Reuben Gregg Brewer (Enterprise Products Partners L.P.): Enterprise Products Partners hails from the energy industry, but it doesn't drill for oil or natural gas. It helps move the fuels, and the products they get turned into, around the country and world. For the most part it's a fee-based business that depends more on demand for oil and gas than on the price of these often volatile commodities. That helps explain why Enterprise has been able to increase its distribution for 51 consecutive quarters -- including right through the deep oil downturn that started in mid-2014.

Oil pipelines lead to a refinery in the distance.

Image source: Getty Images.

The best part, however, is that Enterprise offers unitholders a roughly 6.2% distribution yield that it was able to cover 1.3 times over in the first quarter. Add to that ample distribution coverage the company's roughly $8.5 billion in growth projects currently being built, and more distribution increases look like a lock. So a high yield and distribution growth -- nice!  

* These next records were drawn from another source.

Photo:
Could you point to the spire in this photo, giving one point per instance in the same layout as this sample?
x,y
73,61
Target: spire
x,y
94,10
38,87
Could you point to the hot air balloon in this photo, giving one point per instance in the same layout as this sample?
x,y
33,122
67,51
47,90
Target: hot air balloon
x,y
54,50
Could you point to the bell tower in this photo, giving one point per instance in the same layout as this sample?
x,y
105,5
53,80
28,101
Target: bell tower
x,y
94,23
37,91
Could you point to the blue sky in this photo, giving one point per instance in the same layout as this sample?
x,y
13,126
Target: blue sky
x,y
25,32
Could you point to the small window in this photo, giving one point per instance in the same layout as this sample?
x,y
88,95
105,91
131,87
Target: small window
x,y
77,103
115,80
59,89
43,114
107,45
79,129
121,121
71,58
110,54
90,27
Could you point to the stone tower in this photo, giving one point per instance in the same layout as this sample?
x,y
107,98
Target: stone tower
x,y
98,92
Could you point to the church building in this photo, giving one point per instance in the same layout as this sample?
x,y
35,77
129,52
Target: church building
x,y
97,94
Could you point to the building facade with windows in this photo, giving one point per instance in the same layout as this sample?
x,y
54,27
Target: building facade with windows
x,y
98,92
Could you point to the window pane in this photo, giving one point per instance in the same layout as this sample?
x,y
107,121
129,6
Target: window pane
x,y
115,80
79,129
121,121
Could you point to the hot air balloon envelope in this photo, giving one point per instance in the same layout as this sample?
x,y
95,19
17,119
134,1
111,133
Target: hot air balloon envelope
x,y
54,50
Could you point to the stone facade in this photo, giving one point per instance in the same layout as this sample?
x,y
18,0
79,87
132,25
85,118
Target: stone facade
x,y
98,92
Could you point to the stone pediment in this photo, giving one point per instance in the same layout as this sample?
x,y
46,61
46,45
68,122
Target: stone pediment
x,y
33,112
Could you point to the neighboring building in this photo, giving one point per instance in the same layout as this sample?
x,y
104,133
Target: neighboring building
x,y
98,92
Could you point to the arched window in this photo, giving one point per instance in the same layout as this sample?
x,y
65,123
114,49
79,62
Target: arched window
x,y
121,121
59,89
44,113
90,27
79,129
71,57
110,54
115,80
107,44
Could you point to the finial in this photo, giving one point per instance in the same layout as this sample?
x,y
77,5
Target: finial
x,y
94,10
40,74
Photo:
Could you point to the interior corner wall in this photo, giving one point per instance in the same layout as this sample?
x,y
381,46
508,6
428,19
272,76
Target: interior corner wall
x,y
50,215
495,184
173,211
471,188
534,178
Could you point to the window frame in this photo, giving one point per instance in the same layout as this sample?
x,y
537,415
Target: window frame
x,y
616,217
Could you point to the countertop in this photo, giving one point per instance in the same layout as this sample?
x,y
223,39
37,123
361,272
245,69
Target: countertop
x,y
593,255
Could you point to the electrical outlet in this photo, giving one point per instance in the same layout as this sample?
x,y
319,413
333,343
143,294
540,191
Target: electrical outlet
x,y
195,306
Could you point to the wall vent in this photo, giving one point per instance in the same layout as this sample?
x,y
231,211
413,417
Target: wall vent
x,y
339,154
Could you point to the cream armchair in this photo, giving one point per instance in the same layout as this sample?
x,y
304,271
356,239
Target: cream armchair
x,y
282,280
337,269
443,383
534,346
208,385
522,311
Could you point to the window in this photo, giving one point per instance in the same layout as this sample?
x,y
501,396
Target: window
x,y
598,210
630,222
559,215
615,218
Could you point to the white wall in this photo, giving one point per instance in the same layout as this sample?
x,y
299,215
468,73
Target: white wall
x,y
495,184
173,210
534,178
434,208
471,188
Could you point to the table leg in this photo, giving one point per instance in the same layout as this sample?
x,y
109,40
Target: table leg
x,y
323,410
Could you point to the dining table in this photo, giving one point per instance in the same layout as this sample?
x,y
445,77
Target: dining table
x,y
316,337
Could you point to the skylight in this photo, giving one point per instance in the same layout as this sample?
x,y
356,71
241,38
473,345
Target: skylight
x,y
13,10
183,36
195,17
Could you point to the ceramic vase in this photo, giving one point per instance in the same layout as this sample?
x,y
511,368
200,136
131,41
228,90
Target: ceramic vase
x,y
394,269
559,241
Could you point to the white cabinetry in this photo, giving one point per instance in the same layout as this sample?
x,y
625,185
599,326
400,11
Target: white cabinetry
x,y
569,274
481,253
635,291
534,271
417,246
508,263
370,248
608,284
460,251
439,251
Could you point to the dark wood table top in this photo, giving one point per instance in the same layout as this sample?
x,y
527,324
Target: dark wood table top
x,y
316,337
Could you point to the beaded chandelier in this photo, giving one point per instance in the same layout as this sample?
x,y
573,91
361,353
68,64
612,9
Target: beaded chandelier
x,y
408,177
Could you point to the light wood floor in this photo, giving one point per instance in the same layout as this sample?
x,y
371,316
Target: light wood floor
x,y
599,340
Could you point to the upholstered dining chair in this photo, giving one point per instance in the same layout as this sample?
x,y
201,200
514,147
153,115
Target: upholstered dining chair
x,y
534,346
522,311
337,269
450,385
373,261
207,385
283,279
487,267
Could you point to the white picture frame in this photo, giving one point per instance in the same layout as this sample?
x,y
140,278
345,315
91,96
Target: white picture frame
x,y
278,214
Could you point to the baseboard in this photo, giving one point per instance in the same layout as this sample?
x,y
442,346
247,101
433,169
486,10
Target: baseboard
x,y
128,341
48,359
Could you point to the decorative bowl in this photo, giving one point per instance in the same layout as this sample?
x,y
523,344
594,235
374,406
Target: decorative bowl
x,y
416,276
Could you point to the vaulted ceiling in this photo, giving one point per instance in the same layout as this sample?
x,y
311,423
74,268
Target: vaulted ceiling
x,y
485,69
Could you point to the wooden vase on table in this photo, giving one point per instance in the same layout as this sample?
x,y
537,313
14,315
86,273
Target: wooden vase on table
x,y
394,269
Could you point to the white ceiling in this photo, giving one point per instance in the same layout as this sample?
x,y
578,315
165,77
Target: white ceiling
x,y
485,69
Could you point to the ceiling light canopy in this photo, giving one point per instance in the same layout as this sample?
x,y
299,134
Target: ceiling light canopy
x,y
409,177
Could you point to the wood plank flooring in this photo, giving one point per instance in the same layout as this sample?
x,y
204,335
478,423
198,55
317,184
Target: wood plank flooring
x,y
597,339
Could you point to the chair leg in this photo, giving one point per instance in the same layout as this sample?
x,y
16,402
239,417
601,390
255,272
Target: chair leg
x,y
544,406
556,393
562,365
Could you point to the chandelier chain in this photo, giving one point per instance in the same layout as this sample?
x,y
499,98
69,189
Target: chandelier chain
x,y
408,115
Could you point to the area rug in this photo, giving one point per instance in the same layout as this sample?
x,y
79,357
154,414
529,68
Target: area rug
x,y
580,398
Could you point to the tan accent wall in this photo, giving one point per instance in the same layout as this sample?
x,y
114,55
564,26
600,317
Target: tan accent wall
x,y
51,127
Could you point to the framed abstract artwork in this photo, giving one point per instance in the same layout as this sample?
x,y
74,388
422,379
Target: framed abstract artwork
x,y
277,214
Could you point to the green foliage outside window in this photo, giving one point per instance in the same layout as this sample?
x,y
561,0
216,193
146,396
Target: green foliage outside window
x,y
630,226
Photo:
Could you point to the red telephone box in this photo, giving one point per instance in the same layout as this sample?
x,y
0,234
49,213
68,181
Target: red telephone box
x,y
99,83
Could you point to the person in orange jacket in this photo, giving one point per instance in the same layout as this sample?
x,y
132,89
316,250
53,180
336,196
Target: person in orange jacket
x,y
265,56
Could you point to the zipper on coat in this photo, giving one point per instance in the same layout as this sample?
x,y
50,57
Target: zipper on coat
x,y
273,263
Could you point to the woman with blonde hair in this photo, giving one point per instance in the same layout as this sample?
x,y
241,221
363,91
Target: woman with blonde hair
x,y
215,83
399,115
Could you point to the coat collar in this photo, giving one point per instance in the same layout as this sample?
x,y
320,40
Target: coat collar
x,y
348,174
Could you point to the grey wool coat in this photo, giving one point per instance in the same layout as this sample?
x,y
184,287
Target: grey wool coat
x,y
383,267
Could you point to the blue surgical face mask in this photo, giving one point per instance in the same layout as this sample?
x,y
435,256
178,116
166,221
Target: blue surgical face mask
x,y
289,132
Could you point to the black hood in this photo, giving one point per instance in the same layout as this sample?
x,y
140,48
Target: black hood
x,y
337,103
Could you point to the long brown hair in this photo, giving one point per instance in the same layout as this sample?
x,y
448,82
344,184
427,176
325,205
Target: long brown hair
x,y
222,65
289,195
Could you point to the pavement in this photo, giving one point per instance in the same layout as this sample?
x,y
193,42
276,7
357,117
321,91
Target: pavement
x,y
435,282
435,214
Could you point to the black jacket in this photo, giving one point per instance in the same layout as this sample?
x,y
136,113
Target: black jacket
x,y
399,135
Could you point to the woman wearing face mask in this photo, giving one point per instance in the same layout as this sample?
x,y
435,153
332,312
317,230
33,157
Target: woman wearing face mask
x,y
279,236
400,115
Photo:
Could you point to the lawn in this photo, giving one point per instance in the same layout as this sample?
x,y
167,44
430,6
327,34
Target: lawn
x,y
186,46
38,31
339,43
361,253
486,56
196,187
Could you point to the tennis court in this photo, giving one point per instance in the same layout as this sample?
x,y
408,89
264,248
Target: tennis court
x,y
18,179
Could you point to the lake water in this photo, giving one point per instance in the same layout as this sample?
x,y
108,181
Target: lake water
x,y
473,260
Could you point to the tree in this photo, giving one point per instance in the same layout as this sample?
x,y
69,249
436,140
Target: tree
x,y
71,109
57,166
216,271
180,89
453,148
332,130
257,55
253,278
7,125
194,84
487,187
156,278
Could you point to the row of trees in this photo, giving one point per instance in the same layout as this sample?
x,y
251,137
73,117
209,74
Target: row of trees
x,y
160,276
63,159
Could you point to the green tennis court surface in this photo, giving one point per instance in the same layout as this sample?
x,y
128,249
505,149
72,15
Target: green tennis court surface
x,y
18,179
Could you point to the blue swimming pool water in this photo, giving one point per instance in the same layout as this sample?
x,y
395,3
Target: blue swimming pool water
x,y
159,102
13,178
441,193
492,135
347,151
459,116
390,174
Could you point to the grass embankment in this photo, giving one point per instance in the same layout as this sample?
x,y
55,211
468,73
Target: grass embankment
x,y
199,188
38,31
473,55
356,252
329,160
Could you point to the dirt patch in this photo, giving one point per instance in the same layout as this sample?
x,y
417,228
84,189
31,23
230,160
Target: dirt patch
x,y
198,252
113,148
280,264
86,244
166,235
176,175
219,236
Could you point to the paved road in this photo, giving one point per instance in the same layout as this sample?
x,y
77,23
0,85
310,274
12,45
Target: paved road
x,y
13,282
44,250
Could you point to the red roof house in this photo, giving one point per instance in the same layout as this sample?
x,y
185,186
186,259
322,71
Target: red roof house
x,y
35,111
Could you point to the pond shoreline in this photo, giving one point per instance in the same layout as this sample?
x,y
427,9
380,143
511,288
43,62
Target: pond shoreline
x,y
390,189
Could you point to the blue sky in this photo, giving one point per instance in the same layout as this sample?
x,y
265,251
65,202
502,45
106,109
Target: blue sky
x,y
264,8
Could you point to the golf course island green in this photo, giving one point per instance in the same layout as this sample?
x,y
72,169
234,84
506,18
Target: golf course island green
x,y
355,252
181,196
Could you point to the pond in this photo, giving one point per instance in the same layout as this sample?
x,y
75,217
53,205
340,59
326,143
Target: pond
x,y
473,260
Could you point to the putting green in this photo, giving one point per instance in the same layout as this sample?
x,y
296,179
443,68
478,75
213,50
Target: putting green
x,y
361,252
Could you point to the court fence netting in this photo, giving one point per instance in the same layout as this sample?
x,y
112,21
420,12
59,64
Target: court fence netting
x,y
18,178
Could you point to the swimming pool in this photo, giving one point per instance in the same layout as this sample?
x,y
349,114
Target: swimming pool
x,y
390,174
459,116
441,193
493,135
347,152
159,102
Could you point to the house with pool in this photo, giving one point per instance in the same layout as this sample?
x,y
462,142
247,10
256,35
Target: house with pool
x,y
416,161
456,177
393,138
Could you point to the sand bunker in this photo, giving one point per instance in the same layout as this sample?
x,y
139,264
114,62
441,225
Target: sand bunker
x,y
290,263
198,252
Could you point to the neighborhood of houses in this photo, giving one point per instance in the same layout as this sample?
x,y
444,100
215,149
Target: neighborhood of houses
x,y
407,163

That said, don't expect huge growth. Enterprise is already one of the nation's largest midstream partnerships. The law of large numbers means that expansion from here will likely be slow and steady, not fast and furious. So the first quarter's year-over-year distribution boost of roughly 5% is probably a good run rate to expect. But with a yield that's already around three times as large as the yield offered by the S&P 500, that's not such a bad thing.